The Michigan/Mellon Project on Egalitarianism and the Metropolis, a 4-year academic and research initiative focused on architecture, urbanism and humanities research in Detroit, Mexico City DF and Rio de Janeiro, is made possible by a $1.3 million grant from the A. W. Mellon Foundation. The Mellon Foundation’s Architecture, Urbanism, and the Humanities is a new initiative in the Higher Education and Scholarship in the Humanities program interested in establishing multidisciplinary research programs that can generate new insights into changing urban conditions. The project allows the particularity of design practices to inform and be informed by broader questions of social justice, social movements and transformative creative arts movements - both historically and contemporaneously.

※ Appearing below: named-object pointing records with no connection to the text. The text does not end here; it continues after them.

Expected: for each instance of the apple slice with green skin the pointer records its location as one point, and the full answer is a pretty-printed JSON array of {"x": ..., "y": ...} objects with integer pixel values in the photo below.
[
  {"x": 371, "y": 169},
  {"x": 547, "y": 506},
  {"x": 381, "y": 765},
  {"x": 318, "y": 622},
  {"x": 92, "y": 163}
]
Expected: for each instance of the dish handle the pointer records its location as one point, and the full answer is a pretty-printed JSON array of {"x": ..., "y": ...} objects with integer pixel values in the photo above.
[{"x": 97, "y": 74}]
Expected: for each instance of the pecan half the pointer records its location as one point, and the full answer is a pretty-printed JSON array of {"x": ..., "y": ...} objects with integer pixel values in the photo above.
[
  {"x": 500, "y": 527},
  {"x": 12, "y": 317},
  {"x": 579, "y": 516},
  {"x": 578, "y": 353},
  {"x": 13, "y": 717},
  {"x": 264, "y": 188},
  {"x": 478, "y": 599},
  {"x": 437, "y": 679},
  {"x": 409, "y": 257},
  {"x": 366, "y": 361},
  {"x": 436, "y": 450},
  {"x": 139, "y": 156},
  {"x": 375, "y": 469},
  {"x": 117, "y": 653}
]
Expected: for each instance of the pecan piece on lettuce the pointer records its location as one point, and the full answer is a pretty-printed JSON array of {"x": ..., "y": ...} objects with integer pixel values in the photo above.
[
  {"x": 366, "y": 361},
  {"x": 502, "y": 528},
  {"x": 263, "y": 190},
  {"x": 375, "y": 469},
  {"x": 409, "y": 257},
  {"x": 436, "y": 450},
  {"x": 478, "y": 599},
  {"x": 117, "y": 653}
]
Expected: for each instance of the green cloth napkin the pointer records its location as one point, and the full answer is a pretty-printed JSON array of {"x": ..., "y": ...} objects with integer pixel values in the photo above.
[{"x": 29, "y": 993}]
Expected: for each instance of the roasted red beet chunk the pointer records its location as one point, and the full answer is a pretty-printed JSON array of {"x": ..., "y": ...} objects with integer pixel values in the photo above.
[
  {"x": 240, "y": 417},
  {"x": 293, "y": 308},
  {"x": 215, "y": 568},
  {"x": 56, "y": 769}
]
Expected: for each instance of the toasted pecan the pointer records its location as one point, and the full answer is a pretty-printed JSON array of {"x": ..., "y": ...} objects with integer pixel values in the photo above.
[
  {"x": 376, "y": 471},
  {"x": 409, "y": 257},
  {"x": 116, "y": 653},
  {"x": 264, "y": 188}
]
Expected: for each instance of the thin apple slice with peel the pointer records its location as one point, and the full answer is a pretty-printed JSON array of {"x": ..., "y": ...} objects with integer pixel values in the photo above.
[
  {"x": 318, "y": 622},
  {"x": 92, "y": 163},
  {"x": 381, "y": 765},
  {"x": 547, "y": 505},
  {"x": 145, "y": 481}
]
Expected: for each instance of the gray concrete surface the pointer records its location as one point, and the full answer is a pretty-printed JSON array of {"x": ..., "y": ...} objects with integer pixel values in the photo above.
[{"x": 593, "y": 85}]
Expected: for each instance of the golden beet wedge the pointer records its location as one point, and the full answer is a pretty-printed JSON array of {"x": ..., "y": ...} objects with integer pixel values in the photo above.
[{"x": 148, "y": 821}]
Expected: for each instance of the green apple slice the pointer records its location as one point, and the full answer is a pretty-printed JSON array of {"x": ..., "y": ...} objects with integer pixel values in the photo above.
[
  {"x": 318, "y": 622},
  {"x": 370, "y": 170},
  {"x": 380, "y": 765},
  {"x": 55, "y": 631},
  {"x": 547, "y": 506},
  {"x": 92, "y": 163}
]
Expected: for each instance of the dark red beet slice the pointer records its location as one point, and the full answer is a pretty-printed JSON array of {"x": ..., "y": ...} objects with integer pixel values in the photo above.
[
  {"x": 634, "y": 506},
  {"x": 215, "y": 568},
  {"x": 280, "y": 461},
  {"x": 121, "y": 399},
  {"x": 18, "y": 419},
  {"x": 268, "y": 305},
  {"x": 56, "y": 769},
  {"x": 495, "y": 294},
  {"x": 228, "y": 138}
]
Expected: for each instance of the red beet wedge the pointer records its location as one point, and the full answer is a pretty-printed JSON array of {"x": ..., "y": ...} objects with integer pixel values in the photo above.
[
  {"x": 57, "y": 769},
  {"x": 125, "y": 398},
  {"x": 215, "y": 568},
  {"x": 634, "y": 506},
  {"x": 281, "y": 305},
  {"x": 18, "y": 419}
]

Michigan-Mellon Colloquia this fall are three and a half hours in length including a lunch and will address the following questions:
- What do contemporary conceptions of justice demand of us as academics, activists and cultural workers?
- What aspects of conventional city-making (planning, architectural and urban design, landscape design, private and public investment, etc.) are ripe for re-invention, overturning, or reconsideration in light of how lived experiences of the urban poor and others are falling short of our expectations?
- What role does racial, ethnic, gender, sexuality, and nation of origin play in attempting to construct a more egalitarian city in Rio de Janeiro, Mexico City and/or Detroit?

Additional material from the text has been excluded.